In contrast, the rebelling Indian judges who warned that the mismanagement of the apex court could ‘destroy Indian democracy’ included Justice J Chelameswar, the second senior judge after the Chief Justice of India. In a letter written to Chief Justice Dipak Misra which they said, went unheeded, the dissenting judges referred to their ‘great anguish and concern’ in regard to ‘certain judicial orders passed by this court which has adversely affected the overall functioning of the justice delivering system and the independence of the high courts besides impacting the administrative functioning of the office of the Chief Justice of India.’

As that letter stated further; ‘There have been instances where cases having far reaching consequences for the nation and the institution have been assigned by the chief justices of this court selectively to the benches ‘of their preference’ without any rational basis for such assignment.’ Cautioning that this selective bench distribution ‘must be guarded against at all cost’, the judges said that if this continued, Indian democracy itself could be imperiled.

The importance of critique of judges
Again raising an unmistakable sense of déjà vu with events in Sri Lanka surrounding the impeachments of ex-Chief Justice Silva under the Kumaratunga Presidency which were foiled by political action, the call for impeachment of Indian Chief Justice Misra has been circumvented by the Modi Government on the basis that this as a “revenge petition” resulting in a favourable ruling to the Government, handed down by the Supreme Court in another case.

These developments are interesting in the midst of renewed debates on the nature of Sri Lanka’s judiciary and the legal profession. Undoubtedly it must be recognized by judges and lawyers that public criticism of the judiciary is part of the fundamental right of expression, excepting of course vicious personal attacks on judicial officers that are carried in some online media. Employing the law of contempt to stifle criticism can only be a short-term measure inclined to aggravate public resentment in general.

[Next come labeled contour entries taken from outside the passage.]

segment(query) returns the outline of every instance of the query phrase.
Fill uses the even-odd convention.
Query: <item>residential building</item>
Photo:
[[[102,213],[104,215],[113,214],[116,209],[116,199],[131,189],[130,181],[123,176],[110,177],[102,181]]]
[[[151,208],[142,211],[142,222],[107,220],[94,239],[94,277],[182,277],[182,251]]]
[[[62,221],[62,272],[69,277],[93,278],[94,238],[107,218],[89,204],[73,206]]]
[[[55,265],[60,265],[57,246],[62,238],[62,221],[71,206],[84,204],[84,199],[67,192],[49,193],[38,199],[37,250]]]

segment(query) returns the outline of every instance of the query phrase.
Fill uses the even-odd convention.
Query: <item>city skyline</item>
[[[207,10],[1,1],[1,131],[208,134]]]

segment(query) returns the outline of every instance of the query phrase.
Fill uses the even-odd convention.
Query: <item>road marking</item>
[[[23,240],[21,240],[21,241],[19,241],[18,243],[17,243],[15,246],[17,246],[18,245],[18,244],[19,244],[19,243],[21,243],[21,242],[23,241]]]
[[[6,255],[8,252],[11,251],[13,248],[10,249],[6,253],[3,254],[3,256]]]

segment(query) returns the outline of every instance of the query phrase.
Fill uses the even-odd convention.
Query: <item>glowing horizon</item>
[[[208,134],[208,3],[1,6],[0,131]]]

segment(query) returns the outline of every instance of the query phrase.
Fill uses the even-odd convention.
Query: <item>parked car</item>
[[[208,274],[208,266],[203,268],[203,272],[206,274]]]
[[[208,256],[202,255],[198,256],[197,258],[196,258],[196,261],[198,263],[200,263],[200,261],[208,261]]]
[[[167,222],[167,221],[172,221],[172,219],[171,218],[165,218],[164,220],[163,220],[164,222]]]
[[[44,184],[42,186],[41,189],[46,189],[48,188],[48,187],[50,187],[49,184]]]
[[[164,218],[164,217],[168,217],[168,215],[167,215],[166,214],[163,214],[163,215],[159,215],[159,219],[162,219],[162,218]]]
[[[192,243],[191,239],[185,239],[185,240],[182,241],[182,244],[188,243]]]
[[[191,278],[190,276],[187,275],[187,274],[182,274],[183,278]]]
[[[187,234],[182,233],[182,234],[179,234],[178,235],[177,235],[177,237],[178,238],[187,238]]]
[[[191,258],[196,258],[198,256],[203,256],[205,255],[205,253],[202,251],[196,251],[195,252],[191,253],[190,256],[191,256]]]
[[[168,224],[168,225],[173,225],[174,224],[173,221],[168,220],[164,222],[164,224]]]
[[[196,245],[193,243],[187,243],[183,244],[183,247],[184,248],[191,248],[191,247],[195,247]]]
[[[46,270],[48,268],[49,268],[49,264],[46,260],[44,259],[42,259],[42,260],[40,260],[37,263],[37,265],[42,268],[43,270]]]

And for those who are inclined to think otherwise, I can only point to the sterling warning issued by Lord Denning (R. Vs. Commr. of Police, 1968, 2 QB 150) where, observing that the judiciary will never use contempt to ‘uphold our own dignity’, he pointed out that this ‘must rest on surer foundations.’ As he rightly said, that power will not be used to ‘suppress those who speak against us’, adding ‘we do not fear criticism, nor do we resent it.’

Restoration of ‘judicial integrity’ is paramount
In Sri Lanka, judges struggled from the seventies thereafter, to protect their integrity in the face of devastating attacks from politicians intent on shaping the new Republic to their expedient will and saw the independence of the judiciary as an acute danger to their authority. Even so, those perils paled into insignificance compared to the devilish internal subversion of the judicial institution with political controversy swirling around the Office of the Chief Justice during the Kumaratunga Presidency.

From that point, it was a steep slide downwards, notwithstanding the convenient illusion fostered by lawyers’ groups and the then leadership of the Bar allied to the Sirisena-Wickremesinghe alliance in 2015, that ‘the independence of the judiciary’ was restored by a change in political regime. The profound paradox of this argument rested in the fact that actions greatly offending the Rule of Law such as the removal of a sitting Chief Justice through a Presidential letter on the basis of an executive decision that the appointment was not legally valid, was offered as validation thereof. The falsity in this approach is well seen three years later. The only factor that has been removed from the political equation (an important one, it must be conceded) is that the President no longer summons the Chief Justice to his residence to order the outcome of a particular case and some piffling local politician does not call a District Judge to rule in a particular way. But that by itself is insufficient to argue that the integrity of Sri Lanka’s judicial institution has been restored.

That distinction must be made very clear.